CHARLESTON -- Kanawha Circuit Judge Jennifer Bailey-Walker said that when she was eight years old, she decided to become a lawyer so she could help people.
Now, as a judge, she said that childhood goal was behind her motivation to spearhead the creation of West Virginia's fourth adult drug court.
"As judges, we have the opportunity to serve the public and have a positive impact ... and I think this program will allow that," Bailey-Walker said during a kick-off ceremony Wednesday in her courtroom.
She will serve as the Kanawha court's presiding judge.
With the addition of the Kanawha court, a total of 23 counties in the state are covered by the courts -- which put non-violent offenders with substance abuse problems through rigorous community-based rehabilitation instead of jail.
West Virginia Supreme Court Chief Justice Brent Benjamin told the audience at the ceremony, "Probably one of the best things in my job is the ability to open up a drug court in our state."
Benjamin said he became a believer of the courts while attending two graduation ceremonies of drug courts in southern and northern West Virginia.
On one occasion, Benjamin said, he got to hold a weeks-old baby born to a mother who previously had been addicted to drugs.

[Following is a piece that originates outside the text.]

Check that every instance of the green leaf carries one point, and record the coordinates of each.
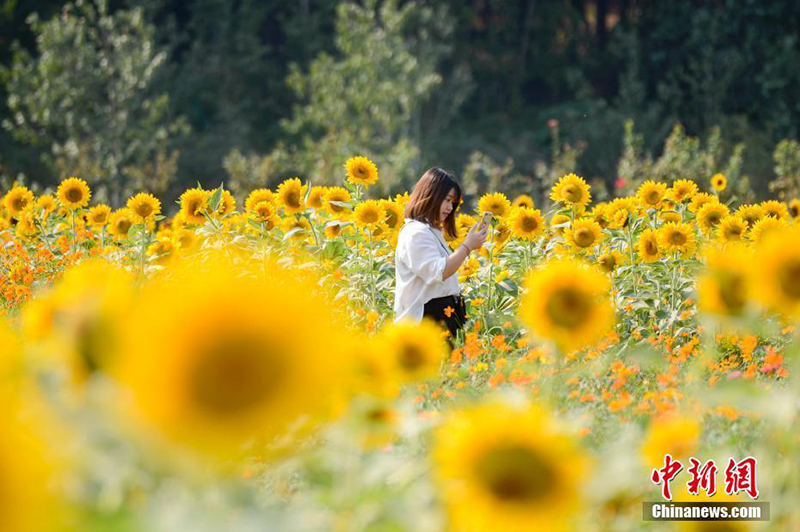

Benjamin said that without the drug court to help the mother, the baby might have been born addicted itself and introduced into a world of substance abuse.
On the other occasion, Benjamin said he witnessed a drug court graduate -- whom Benjamin said reminded him of the stereotypical long-haired, tattooed criminal -- weep openly at the graduation ceremony and thanked officials for not giving up on him.
"And I think that so much summed up what drug courts are all about," Benjamin said.
Benjamin said there is a place for punishment in the judicial system, but there is also a place for treatment when it's appropriate.
Kanawha County Commission President Kent Carper and Sheriff Mike Rutherford said they'd always been of a mind to simply lock up people who break the law.
But both admitted to seeing positive outcomes of community corrections programs like drug courts and day report centers.
Carper said the drug court initially sounded like a "soft on crime" program. But he said that since about 70 percent of arrests are related to an offenders substance abuse problems, the drug courts should help cut down on crime and save the county and state money related to incarceration costs.
"It's really a public safety program," Carper said.
Rutherford said, "People deserve a second chance. And I think this is going to give it to a lot of people who get onto a system of drugs that they just can not break."
Kanawha Prosecutor Mark Plants said he believes the drug court will reduce the number of drug users and thus reduce the number of drug crimes and repeat offenders.
"Because of this program, Kanawha County is going to be a safer place," Plants said.
Linda Artimez, the Supreme Court's director of treatment court services, said the first drug court started in 1989 in Dade County, Fla. Now, there are drug courts all across the United States.
"They truly have had overwhelming success," Artimez said of the programs. "And they do address one of the greatest social ills."
Artimez said there are an estimated 24 million Americans who abuse or are dependent on drugs and alcohol. An estimated 14 million Americans are arrested every year, she said. Of those, about 9 million have substance abuse problems, Artimez said.
She added that a 2005 report by the federal Government Accounting Office found that drug courts reduce crime and produce a greater cost savings to taxpayers than other strategies.
Artimez said drug courts have an 83.5 percent success rate. That's good, she said, since about 66 percent of people who are jailed for drug crimes re-offend within a year.